Posted: Tuesday, November 3, 2015 --- 4:30 p.m.
PLATTEVILLE, Wis. -- You usually hear about the flu this time of year, but the mumps? UW Platteville is dealing with an outbreak But students say they aren't worried.
Amy Jelle and Sam Teske are 5th year history students at UW Platteville.
But recently, an outbreak of mumps on campus has them brushing up on their own medical history.
"I'm vaccinated. I actually went on to our county health site, to make sure that I was vaccinated, emailed my mom just to make sure, but yeah I'm vaccinated," said Teske.
"I'm not sure actually, I have to call my parents and ask and as of right now I have no idea," said Jelle.
But with five confirmed cases, mumps now makes Teske's list of things to look out for.
"When I think about sicknesses and diseases, I think of the flu or strep throat or staph things like that are very very easily contagious but to think about mumps? I never thought that it would spring up like this," said Teske, shaking her head.
"I'm definitely surprised because I've only heard about vaccinations, I've never really heard about any outbreak," added Jelle.

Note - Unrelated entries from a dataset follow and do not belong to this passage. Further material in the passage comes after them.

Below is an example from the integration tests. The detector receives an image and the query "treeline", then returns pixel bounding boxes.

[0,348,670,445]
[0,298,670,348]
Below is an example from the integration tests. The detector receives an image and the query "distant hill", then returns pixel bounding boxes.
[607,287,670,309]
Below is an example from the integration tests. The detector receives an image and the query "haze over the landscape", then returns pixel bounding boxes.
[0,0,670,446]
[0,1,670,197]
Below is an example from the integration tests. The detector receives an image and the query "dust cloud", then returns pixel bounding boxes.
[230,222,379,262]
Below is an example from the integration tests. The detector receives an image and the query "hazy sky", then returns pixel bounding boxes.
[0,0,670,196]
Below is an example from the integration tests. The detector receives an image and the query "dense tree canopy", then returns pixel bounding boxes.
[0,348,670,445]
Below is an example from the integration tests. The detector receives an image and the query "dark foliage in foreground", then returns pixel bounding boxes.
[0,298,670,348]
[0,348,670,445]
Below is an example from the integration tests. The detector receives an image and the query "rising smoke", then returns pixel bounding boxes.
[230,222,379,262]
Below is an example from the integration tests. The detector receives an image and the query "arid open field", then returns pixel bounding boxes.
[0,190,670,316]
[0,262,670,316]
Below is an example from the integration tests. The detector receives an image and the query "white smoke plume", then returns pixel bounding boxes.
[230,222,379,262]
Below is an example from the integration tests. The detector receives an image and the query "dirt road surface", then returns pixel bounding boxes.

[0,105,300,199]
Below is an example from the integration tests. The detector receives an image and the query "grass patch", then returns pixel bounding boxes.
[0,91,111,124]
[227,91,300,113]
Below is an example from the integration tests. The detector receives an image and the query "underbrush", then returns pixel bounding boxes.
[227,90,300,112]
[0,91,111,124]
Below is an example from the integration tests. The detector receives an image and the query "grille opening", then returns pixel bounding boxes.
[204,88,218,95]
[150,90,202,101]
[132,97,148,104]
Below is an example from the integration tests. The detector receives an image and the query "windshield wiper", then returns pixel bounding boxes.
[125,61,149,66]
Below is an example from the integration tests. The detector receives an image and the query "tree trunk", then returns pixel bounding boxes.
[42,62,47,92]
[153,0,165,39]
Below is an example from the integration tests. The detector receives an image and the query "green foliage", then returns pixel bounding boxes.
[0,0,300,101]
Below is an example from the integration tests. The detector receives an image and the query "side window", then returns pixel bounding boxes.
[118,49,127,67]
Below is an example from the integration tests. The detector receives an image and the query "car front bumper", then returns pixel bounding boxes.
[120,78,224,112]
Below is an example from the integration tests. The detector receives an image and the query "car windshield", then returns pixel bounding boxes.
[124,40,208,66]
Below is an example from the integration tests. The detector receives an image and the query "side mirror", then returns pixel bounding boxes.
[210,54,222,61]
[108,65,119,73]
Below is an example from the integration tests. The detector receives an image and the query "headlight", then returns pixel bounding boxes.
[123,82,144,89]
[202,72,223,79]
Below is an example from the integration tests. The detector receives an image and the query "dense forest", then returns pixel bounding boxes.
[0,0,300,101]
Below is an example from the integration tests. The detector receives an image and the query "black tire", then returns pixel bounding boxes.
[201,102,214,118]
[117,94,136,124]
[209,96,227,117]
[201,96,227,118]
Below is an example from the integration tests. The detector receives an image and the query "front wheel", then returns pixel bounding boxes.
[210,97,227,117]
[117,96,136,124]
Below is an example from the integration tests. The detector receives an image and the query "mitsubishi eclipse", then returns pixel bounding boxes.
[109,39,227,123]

So far, there isn't much panic on campus.
"If it's five cases out of 8,000 students, I don't consider it as threatening as an epidemic proportion, But it is something to be aware of obviously working with those students to try and help them as much as we can and provide the information to our other students as far as spreading and contamination," said Paul Erickson, the Public Informations Officer for UW Platteville.
"As of right now, I don't think a lot of people are concerned. I don't think it's a campus-wide concern," said Jelle.
And now that Teske has learned her own history, she hopes to never see a repeat of this on campus.
"Just knowing that I was vaccinated, helped me ease my mind just taking the right precautions and take vitamins and try to stay as healthy as I can be, that's pretty much all you can do," said Teske.
According to the Center for Disease Control, the most common symptom of mumps are swollen glands right under the chin. But the organization also says with good care, individuals will recover within a few weeks.